[opendtv] Re: Receiver costs too expensive in the Brazilian DTV system:

  • From: "Albert Manfredi" <bert22306@xxxxxxxxxxx>
  • To: opendtv@xxxxxxxxxxxxx
  • Date: Mon, 10 Sep 2007 21:04:25 -0400

Cliff wrote:

I've seen macroblocking and mosquito noise on every digital cable
channel, DirecTV and Dish as well as OTA, digital tape and DVDs.

No system is immune to the unadvertised and whispered problems
of digitized television images. If it were just an ATSC problem why
are the artifiacts visible in all digital sources, no matter how they
get to my TV?

Certainly, a problem with digital compression would not appear *only* in ATSC.

So just for grins, I just now conducted a close inspection of the WETA-DT multiplex, which is the most densely populated that I receive so far. One HD and three SD channels. I was standing no more than 2' from the 26" screen.

Sure enough, compared with stations that only transmit HD and one SD, like WUSA-DT for instance, which is CBS 9 and therefore also 1080i, the WETA HD was not quite as sharp.

Then I carefully inspected scenes during quick cuts and during fades, with fast motion in most of the scene or with fast motion in only small parts of the scene.

The cuts seemed artifact-free to me, completely.

They showed a closeup of the legs of many individuals on treadmills, filling the screen. From that close viewing distance, yes, I could see macroblocking on the legs as they moved quickly back and forth.
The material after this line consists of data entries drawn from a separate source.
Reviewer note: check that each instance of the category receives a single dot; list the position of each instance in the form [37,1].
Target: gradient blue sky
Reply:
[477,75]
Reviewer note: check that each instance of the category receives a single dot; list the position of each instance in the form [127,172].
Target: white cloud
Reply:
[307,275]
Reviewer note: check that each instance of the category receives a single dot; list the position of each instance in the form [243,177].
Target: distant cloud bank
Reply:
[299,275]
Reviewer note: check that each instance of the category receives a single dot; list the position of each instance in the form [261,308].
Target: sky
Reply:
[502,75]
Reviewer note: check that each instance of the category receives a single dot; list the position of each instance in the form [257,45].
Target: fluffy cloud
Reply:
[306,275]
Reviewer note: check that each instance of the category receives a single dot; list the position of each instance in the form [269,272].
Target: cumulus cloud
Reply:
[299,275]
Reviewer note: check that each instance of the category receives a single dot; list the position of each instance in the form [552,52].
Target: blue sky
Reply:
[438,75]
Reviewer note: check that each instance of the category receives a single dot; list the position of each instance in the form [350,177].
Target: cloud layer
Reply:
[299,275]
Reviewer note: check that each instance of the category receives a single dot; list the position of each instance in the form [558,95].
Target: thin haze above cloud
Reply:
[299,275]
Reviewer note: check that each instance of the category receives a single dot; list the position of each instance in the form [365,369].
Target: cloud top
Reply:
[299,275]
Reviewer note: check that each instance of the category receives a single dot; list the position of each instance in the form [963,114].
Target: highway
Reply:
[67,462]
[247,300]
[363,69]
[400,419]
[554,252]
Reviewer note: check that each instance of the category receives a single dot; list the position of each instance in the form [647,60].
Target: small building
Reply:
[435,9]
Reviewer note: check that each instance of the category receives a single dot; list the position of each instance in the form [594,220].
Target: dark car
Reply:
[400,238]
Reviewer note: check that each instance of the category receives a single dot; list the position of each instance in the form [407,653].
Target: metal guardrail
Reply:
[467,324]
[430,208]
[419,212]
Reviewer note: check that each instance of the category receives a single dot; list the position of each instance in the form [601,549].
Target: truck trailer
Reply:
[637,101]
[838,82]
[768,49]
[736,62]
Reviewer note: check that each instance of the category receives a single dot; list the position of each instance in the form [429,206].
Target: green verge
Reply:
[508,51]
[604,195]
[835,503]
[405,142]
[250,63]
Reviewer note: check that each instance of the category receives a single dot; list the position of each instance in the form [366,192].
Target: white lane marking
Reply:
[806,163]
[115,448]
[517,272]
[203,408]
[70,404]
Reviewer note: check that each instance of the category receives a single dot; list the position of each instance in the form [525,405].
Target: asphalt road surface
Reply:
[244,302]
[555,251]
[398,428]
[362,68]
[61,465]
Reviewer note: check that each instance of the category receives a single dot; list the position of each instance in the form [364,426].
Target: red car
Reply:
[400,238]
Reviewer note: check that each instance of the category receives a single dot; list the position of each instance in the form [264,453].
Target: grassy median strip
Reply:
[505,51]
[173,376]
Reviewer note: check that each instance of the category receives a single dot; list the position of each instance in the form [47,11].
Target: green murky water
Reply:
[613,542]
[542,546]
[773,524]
But that was the only time I noticed anything that obvious, and I'm sure it would have been less obvious from a normal viewing distance.

In one fade, a man's head came on while it was moving to one side. I got an instantaneous macroblocking event, and then it was fine.

Okay, I wasn't watching football, but what I saw, to me, was very acceptable. And no comparison at all with NTSC. And remember, I was right up close to the screen.

The SD channels were probably well pre-filtered, because they seemed to lack any obvious artifacts. And from up close, they were certainly not as sharp as the HD channel, but again, no comparison at all with NTSC, which is essentially unwatchable that close up.

It's not about better quality images, its ALL about more channels
in less bandwidth to make more money. That's all it is about.

I think it is about both. People are demanding and will continue to demand better quality simply because they are buying plasmas and LCDs in droves, in sizes far bigger than their old CRTs. And I, for one, welcome the greater choice as well.

My conclusion is that with MPEG-2, while more perfect 1080i might require an average 16 Mb/s, this is by no means a hard number. I'm not saying that a comparison with H.264 would show no difference. I'm simply saying that these are soft numbers. Yeah, if we try squeezing that down to less than 1.5 or so Mb/s, MPEG-2 will fall apart completely, and H.264 will not. But those images would not be so great on most TV-size screens anyway.